De plus, cette composition des «élites» issues des grandes écoles et réparties en «grands corps», empêche toute attractivité d’un poste de PDG au sein d’une PME ou d’une ETI (entreprise de taille intermédiaire) en province par rapport à un poste «plus prestigieux» de directeur ou de cadre supérieur dans une grande entreprise réputée en France et sur le plan mondial, et où un échec n’aura que peu d’influence sur sa carrière. On peut douter que cette mentalité formatée selon trois principes immuables – sélection, élitisme, hiérarchie – soit surmontée dans un proche avenir pour faire face aux évolutions du marché et aux nouveaux défis – concurrence, ouverture, flexibilité.

III Partie

Ordolibéralisme vs colbertisme : une approche bottom Up vs top down

Notes

2.

Voir Wolfgang Glomb, Le Tandem franco-allemand face à la crise de l’euro, fondation pour l’innovation politique, mars 2011

+ -

Il en va de même des convictions divergentes en matière de doctrine économique et du bon fonctionnement de l’économie dont les origines sont strictement historiques. En Allemagne, cet ordre est fortement associé au nom de Ludwig Erhard, premier ministre de l’Économie sous le chancelier Adenauer, fondateur de la Ordnungspolitik allemande qui, dès l’origine, prenait en compte les aspects sociaux nécessaires. La Soziale Marktwirtschaft était née. Ses fondements reposent sur une confiance totale dans les forces du marché qui exigent, pour leur plein déploiement, autant de liberté que possible et pas plus de régulation que nécessaire2.

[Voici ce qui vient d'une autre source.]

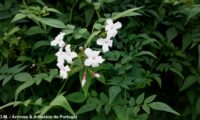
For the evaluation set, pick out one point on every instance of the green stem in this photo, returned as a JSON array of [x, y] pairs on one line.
[[98, 14], [70, 15], [76, 69]]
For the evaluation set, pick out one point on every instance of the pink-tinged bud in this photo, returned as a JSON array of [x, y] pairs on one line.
[[97, 75], [81, 48], [83, 81]]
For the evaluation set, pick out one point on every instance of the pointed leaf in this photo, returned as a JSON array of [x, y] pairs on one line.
[[113, 92], [61, 101], [162, 107], [22, 87]]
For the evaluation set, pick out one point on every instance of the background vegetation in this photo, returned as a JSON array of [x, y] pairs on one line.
[[155, 57]]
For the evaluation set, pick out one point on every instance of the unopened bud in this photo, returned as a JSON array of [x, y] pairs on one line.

À l’opposé, en France, aux lendemains de la guerre, l’idée d’organisation l’emportait sur l’idée de marché car le pays était à reconstruire et à moderniser. Selon les forces en présence à la Libération, c’était à l’État d’organiser l’économie, et la formule magique était «moderniser par le haut», d’où la place des nationalisations et de la planification engendrant une économie fortement administrée et rigide, conçue de manière mécaniste, et présentant le service public comme une sorte de sacerdoce laïc, voire un dogme sacré. Pour les dirigeants français, l’État peut toujours diriger l’économie comme un moteur électrique mis en marche par simple poussée sur le bouton vert, mais les ratés sont nombreux. L’État doit peser de tout son poids sur la vie économique du pays, et donc en contrôler tous ses acteurs, directement ou indirectement.

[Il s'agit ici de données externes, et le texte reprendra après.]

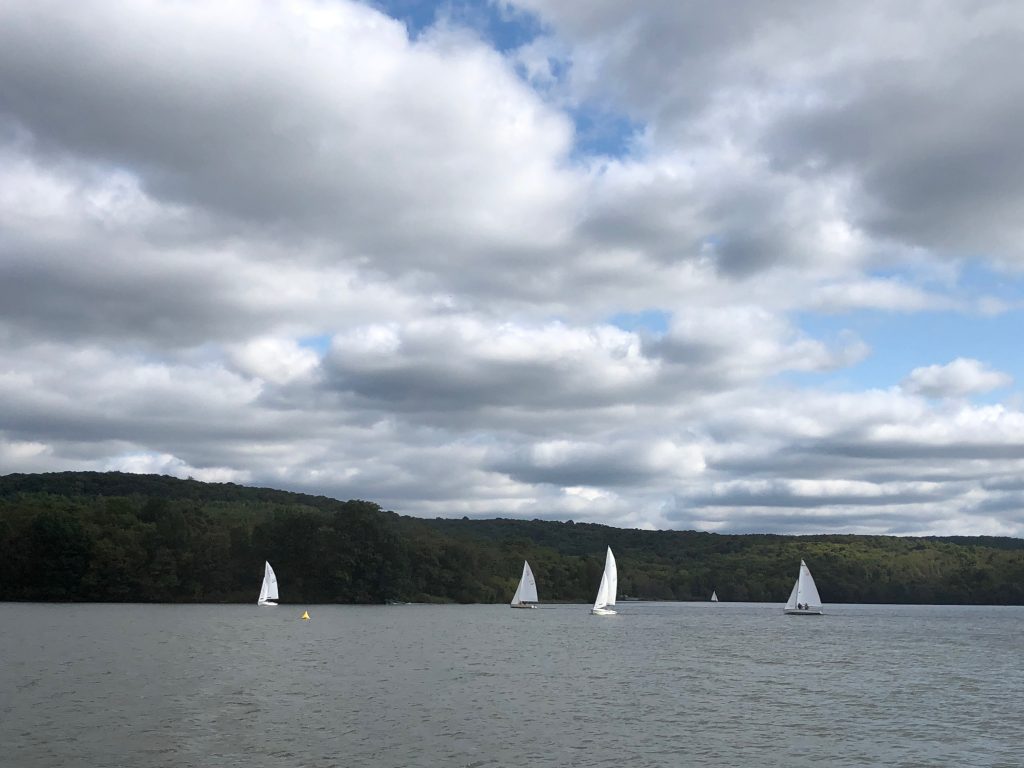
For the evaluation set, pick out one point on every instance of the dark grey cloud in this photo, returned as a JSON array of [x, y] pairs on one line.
[[242, 245]]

Un des grands problèmes de l’interventionnisme gouvernemental est qu’il requiert une ingérence permanente dans l’économie, souvent dans des directions opposées par rapport aux tendances ou aux nécessités. Le meilleur exemple en est la fixation de la durée du travail par la loi à partir de 2000. L’introduction des 35 heures coïncide avec le déclin de la compétitivité du secteur manufacturier français qui, pourtant, excédait celle de l’Allemagne au cours des années précédentes. Parallèlement, la contribution de l’industrie au PIB reculait en France, jusqu’à atteindre actuellement 12 % contre 25 % en Allemagne. Or, par la suite, il a fallu faire des pieds et des mains pour renverser cette tendance à la désindustrialisation de la France en cherchant à augmenter la compétitivité industrielle. En attendant, selon le Global Competitiveness Report 2014-2015 du World Economic Forum  de  Davos,  la France se classe en vingt-troisième position (l’Allemagne en cinquième) sur 144 pays sur le plan mondial, derrière tous les pays industrialisés.

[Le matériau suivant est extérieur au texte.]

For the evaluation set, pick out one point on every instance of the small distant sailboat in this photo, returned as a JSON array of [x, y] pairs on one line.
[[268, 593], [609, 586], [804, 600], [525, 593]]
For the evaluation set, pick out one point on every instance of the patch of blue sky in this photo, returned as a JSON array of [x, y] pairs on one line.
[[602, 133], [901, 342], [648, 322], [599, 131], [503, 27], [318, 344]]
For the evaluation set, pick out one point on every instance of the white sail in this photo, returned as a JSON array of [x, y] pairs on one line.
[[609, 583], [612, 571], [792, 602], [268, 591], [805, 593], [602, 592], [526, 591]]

Autre exemple, dès septembre 2012, le nouveau gouvernement a augmenté les impôts sur les entreprises de 10 milliards d’euros et abrogé l’assouplissement des charges sociales financé par une augmentation de la TVA décidée par son prédécesseur. Ce n’est que depuis un an, avec l’introduction en 2013 du crédit impôt compétitivité emploi (CICE), que le pacte de responsabilité figure à l’ordre du jour, c’est-à-dire la suppression des cotisations familiales par les entreprises, avec toutefois pour contrepartie l’augmentation du nombre des embauches. Ceci montre clairement l’absurdité de l’intervention publique au cas par cas ou de la politique du donnant-donnant qui succède à celle du ni-ni (ni nationalisation ni privatisation) de 1989. Quel fonctionnaire d’État serait-il mieux en mesure de gérer une entreprise que le propriétaire lui-même ou son PDG ? Quel fonctionnaire peut juger si le Smic actuel est approprié et combien d’ingérences gouvernementales peut digérer le marché du travail ? Les dogmes politiques des 35 heures et du Smic sont sacro-saints en France. Mais il faut quand même le reconnaître : ce qui est économiquement faux ne peut être correct politiquement, et ne le sera jamais. Les lois économiques s’appliquent aussi en France.

De surcroît, il faut une armée de fonctionnaires pour contrôler le fonctionnement de chaque nouveau régime. Et ce n’est pas par hasard si l’on compte en France 95 fonctionnaires d’État pour 1.000 habitants, contre 50 en Allemagne. Les dépenses publiques ont atteint 57% du PIB contre 47% en Allemagne, et la dette souveraine s’approche inexorablement des 100% du PIB contre 75% en Allemagne (après avoir atteint 81% en 2012). En fin de compte, le gonflement du secteur public est une des conséquences indirectes de l’introduction des 35 heures, sans pour autant que l’on constate une amélioration des services publics.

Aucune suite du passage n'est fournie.